Carbon monoxide is the starting point for Fischer-Tropsch synthesis [wikipedia.org].

Ideal Process Description

[Black Gold Alchemist]

Here's just a description of the reactions and why you want CO and gasoline. You want gasoline as the end product because gas is our infrastructure. You don't want methane, alcohol, or some other fuel, because conversion of vehicles to such fuels is virtually impossible with EPA regulations. Instead you want normal (though high octane) gasoline fuel.

What you get with this system is overall:
CO2 + H2O + heat -> gasoline + O2

The first step is to reduce CO2 and H2O:
Ce2O3 + CO2 -> 2CeO2 + CO (at low temperature)
Ce2O3 + H2O -> 2CeO2 + H2 (at low temperature)
4CeO2 + heat -> 2Ce2O3 + O2 (high temperature)

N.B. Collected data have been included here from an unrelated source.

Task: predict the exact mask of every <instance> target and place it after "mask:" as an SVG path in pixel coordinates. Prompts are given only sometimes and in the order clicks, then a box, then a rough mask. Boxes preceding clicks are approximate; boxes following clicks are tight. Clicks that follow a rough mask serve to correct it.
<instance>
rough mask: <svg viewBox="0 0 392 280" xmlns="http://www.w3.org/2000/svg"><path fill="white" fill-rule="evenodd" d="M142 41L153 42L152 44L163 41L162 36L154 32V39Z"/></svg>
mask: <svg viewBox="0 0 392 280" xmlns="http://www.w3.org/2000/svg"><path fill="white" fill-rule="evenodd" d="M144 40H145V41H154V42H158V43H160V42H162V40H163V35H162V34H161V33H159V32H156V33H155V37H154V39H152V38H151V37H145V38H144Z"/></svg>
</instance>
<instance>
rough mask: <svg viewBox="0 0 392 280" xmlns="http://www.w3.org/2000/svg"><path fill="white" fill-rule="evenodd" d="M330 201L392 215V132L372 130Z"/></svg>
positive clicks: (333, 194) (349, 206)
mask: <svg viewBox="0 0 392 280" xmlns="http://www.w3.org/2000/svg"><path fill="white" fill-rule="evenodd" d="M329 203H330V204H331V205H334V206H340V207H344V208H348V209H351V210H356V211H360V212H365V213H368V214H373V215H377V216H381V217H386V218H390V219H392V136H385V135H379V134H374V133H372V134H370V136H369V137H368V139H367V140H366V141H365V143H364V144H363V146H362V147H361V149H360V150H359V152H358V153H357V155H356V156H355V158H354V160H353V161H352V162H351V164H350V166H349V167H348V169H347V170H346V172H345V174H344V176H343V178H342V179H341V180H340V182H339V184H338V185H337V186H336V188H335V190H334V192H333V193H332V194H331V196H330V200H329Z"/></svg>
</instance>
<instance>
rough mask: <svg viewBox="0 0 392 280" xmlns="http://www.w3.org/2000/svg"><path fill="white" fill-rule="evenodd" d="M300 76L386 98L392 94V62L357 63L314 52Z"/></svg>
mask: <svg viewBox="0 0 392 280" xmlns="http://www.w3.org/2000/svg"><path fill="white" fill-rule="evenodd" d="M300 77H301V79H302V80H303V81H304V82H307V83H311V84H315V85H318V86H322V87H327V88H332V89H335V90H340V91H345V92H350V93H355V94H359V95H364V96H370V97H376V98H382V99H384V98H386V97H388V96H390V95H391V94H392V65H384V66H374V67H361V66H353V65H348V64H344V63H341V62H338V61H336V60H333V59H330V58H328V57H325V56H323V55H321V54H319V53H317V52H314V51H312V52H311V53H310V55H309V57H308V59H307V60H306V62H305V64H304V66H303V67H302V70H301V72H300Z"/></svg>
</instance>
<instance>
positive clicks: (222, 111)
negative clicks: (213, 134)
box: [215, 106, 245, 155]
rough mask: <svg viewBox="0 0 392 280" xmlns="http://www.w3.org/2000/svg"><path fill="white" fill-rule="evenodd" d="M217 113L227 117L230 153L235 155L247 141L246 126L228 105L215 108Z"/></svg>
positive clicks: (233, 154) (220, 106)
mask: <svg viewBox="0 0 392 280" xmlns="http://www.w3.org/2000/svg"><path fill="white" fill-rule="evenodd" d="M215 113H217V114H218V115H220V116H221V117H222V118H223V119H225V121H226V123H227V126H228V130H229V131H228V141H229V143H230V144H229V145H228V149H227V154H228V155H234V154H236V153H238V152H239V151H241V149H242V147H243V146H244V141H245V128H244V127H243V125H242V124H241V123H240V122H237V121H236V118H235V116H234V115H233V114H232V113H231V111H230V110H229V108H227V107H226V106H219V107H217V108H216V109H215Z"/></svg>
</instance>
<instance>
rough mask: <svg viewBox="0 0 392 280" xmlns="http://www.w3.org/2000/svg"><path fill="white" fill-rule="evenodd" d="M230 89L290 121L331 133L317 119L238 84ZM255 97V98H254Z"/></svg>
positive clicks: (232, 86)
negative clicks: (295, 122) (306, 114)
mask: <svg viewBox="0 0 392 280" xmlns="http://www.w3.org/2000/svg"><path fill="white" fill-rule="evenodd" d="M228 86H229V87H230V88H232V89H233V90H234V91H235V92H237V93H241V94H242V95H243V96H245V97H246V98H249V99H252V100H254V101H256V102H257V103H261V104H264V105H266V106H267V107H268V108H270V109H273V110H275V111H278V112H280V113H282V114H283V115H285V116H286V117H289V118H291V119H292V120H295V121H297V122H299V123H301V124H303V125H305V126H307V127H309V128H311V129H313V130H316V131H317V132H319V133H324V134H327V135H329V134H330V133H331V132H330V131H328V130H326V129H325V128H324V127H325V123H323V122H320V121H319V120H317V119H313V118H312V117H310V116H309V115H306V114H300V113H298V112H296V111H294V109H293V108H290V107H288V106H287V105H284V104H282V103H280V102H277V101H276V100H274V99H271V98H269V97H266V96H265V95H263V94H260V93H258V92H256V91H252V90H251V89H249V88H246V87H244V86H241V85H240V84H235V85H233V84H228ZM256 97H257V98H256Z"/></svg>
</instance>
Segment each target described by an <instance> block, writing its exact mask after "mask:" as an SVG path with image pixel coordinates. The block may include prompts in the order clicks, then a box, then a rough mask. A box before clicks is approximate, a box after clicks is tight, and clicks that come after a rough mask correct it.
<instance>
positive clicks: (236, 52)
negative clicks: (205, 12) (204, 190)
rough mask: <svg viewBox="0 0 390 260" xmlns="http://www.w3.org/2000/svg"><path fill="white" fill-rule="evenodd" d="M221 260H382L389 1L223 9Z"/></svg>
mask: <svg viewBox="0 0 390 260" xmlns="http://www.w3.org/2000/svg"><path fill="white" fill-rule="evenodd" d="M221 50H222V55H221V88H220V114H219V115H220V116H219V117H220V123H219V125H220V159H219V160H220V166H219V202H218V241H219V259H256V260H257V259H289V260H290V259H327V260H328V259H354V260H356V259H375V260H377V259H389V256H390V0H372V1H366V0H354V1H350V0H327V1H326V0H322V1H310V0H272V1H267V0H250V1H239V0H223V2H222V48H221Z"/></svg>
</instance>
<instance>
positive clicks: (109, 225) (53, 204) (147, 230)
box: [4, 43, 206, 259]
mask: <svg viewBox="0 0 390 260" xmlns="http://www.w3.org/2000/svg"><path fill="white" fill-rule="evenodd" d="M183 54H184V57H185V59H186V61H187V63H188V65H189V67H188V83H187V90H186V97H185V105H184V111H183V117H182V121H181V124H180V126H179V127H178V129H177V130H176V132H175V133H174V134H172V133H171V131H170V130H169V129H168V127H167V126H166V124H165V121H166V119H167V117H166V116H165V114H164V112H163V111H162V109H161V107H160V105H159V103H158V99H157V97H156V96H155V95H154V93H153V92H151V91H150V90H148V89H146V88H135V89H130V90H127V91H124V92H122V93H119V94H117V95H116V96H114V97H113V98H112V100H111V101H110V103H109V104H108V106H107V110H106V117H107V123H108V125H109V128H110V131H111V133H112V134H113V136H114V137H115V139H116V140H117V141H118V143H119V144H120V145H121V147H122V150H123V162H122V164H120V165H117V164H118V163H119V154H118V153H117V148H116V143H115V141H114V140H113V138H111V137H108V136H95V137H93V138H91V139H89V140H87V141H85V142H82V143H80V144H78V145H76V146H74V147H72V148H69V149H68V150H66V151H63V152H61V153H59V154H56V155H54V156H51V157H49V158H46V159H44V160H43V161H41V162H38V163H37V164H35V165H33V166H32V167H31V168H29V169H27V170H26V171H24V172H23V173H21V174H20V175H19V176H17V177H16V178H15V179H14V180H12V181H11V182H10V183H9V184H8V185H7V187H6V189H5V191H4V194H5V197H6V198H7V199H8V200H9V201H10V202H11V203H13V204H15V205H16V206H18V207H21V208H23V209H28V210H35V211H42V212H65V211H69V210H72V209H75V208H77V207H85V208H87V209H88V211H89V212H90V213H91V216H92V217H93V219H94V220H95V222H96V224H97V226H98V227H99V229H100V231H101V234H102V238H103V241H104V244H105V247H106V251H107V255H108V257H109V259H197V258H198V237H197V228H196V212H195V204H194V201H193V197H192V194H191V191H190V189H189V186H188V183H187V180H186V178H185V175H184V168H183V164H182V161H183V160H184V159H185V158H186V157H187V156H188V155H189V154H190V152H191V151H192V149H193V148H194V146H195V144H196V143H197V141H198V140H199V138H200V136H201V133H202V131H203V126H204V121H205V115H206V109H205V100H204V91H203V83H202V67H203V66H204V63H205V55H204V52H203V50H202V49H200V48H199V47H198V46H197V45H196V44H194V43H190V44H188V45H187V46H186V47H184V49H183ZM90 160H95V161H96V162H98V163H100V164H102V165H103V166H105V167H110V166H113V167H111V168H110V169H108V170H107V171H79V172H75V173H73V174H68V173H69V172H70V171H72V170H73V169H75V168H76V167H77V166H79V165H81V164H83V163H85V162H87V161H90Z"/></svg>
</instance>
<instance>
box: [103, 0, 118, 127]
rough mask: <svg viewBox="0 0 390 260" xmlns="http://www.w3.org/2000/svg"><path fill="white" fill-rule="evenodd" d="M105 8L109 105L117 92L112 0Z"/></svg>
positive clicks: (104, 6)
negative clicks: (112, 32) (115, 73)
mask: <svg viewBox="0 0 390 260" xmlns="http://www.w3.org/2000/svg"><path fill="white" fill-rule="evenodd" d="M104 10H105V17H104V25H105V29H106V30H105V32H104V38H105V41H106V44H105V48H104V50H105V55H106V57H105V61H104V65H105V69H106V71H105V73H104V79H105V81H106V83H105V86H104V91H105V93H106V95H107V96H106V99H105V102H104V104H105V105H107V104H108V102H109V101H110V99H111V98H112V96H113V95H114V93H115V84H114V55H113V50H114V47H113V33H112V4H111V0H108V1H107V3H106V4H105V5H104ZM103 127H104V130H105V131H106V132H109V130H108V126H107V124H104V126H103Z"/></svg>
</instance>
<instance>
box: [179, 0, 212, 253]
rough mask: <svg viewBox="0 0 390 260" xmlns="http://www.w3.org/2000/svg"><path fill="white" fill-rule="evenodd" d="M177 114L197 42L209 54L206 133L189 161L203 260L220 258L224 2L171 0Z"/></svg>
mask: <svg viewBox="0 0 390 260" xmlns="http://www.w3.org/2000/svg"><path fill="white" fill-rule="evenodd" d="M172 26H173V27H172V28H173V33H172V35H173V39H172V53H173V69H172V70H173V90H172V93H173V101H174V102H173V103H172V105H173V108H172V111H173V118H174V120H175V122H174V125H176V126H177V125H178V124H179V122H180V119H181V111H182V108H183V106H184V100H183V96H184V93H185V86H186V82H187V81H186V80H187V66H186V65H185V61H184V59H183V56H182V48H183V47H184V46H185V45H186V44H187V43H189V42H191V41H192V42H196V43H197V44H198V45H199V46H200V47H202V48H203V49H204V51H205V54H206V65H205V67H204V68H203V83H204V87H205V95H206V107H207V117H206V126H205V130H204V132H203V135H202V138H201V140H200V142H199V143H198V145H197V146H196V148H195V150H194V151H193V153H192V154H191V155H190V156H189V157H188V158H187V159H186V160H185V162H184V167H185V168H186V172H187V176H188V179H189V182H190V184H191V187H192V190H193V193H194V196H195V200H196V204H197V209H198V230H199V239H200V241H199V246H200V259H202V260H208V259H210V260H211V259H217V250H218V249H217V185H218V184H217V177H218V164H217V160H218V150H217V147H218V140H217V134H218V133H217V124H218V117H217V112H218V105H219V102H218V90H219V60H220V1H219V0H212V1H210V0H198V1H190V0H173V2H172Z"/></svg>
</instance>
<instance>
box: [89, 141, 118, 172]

Next, it you don't have the right mixture of CO2 to H2O, you can do the following:
CO2 + H2 + heat <-> CO + H2O

Next, you create methanol:
CO + 2H2 -> H3COH

Finally, you create gasoline via the methanol to gasoline process:
H3COH -> gasoline + H2O

Now, where do you get the CO2? From CO2 traps, like soda lime:
CO2 + Mg(OH)2 -> MgCO3 + H2O (in alkaline solution)
MgCO3 + heat -> MgO + CO2 (heat)

You could power this CO2 trapper off of waste heat from the engine. This system could be up to 50-60 percent efficient at converting solar energy into gasoline. This is a vast improvement of biofuels, which are often less than 1% efficient. Gasoline engines are only 10% efficient, so the scheme is less efficient than electric cars + solar panels. However, the hydrogen and CO (especially) could be used as reducing agents to reduce metals such as iron and zinc. These metals would then be burned in metal-air fuel cells to provide power on demand. You also need hydrogen to produce ammonia and other industrial chemicals.